Suppose a malicious user wanted to generate false alarms or otherwise create distrust in the system. They might rebroadcast RPIs that were recently uploaded to the diagnosis server. They also might continuously rebroadcast as many RPIs as possible that they received from other users (these malicious behaviors are referred to as “replay attacks”). Other users would then receive the rebroadcast RPIs from the malicious user. If only the RPIs of diagnosed users were uploaded to the diagnosis server rather than their (k, t) inputs, then these users could be falsely notified that they were in contact with diagnosed users. However, this potential integrity attack is prevented because devices can check that the time they received the RPIs match against the corresponding (k, t) inputs that the diagnosis server stores.

This protocol also protects users from being framed. Suppose that when a user is diagnosed, instead of sharing information for their own RPIs to the diagnosis server, they attempt to dishonestly share RPIs that were broadcast by another user. However, since they must share the (k, t) inputs used to generate the RPIs, this requires knowledge of the other user’s key. Since other users can keep their keys secret until they are diagnosed and choose to share them, this attack is prevented.

These kinds of attacks that the protocol was designed to prevent may seem far-fetched, but keep in mind that the protocol must reliably work without anyone knowing whose data is truly whose and without depending on a central authority to intervene or prevent misuse. Clever use of cryptography and protocols are then necessary to ensure trust in the system.

This was meant as a high level overview of how these Bluetooth protocols will work to improve the privacy and security of contact tracing systems. There are many more details in how keys and RPIs are generated. For the details of the Apple and Google framework, refer to their specifications (https://www.apple.com/covid19/contacttracing/).

Apple/Google Bluetooth protocol — https://www.apple.com/covid19/contacttracing/

For example, the key used by a single device to produce RPIs periodically changes. This way a user’s RPIs will be associated with different sets of keys. This is done so that when they anonymously share their (k, t) data to the diagnosis server, it will be more difficult to link their data points together, making it more difficult to track them across the locations they visited, and more difficult to re-identify them. However, the protocol is still imperfect and cannot guarantee this type of privacy for its users.

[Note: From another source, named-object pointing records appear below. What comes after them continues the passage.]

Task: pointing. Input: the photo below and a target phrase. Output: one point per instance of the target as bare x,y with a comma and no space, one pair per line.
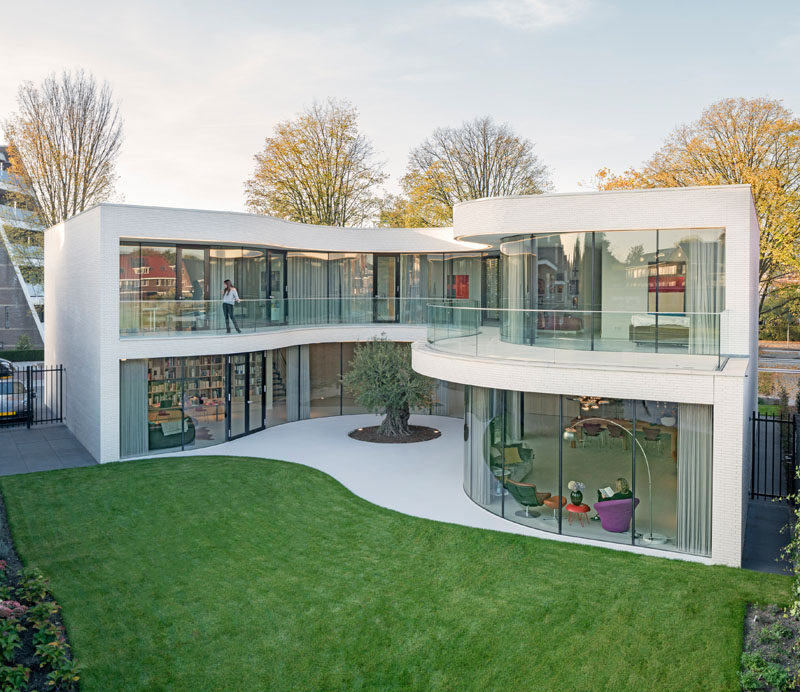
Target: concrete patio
40,448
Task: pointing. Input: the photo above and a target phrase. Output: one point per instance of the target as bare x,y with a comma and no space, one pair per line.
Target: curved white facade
486,341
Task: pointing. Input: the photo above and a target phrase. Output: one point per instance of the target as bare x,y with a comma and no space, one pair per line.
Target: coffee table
581,511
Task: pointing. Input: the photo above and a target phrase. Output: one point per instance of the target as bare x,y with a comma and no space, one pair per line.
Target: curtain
133,431
704,293
350,287
308,287
695,452
298,383
512,320
479,481
413,289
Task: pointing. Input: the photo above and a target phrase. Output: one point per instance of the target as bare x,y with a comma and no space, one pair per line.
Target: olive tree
382,381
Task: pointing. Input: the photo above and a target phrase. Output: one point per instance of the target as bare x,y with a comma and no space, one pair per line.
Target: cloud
525,15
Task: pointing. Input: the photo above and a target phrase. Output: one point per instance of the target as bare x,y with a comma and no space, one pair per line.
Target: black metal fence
774,455
30,395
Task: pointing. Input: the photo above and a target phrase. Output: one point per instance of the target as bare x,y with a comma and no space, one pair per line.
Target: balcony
687,340
187,318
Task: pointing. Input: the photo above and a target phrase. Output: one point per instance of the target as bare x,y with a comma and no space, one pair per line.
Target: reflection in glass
325,367
386,267
644,466
204,399
308,287
238,394
350,287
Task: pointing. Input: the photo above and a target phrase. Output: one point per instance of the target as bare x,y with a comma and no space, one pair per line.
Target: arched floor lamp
652,538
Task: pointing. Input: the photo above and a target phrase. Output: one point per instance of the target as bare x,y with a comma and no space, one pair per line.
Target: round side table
579,511
553,502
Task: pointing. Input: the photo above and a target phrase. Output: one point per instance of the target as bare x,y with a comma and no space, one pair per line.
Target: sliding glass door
246,401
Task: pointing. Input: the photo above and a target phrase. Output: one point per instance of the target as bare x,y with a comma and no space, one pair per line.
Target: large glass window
617,470
168,428
325,368
308,287
651,291
204,399
350,287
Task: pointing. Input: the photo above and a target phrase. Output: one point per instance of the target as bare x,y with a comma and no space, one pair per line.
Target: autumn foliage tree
317,169
480,158
744,141
64,142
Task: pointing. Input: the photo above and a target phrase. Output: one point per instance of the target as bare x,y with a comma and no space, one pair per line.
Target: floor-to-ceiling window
617,470
350,288
654,290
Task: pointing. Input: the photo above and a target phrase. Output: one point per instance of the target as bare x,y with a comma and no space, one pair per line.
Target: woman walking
229,298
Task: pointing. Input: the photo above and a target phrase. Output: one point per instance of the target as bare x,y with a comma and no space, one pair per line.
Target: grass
223,573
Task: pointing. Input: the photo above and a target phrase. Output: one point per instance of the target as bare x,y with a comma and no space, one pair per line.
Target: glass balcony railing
203,317
557,334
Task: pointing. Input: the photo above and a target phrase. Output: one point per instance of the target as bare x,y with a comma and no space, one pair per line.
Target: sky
593,83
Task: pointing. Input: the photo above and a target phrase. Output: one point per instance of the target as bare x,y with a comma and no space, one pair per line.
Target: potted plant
576,492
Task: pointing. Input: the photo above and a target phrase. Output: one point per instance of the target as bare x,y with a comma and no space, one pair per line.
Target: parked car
16,403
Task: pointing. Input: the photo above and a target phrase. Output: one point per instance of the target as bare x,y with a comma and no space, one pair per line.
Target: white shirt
231,297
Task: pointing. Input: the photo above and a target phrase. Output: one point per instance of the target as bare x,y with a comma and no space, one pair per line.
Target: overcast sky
592,82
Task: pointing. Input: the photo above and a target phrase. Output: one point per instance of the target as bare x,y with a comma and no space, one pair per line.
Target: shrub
65,676
773,633
51,655
12,679
12,609
9,640
39,614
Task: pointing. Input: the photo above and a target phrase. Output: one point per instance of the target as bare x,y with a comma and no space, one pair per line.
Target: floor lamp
652,538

For example, if a diagnosed user shares data for an RPI they broadcast that a contact received while receiving no other RPIs, then this contact can easily re-identify them. We can also imagine a future where beacons that listen for Bluetooth signals are present throughout our environment. (This might be done for a variety of reasons, such as improving contact tracing, or tracking customers in stores and elsewhere to better advertise products.) Users’ RPIs could then be recorded throughout the places they go and linked back together once shared, creating a record of their location histories.

Researchers have proposed using mix networks or private set intersection protocols to mitigate these privacy and security issues. Others have considered reversing the above scheme so that instead of users uploading data for their own broadcast RPIs, they share the RPIs they have received from others (see section 4.1 of this paper for the “dual approach”). However each of these proposals are imperfect.

Tracking people is central to the concept of contact tracing. The newly developed protocols have found clever ways to minimize people’s loss of privacy while they are tracked, but for now some privacy may need to be forfeited for contact tracing to be effective.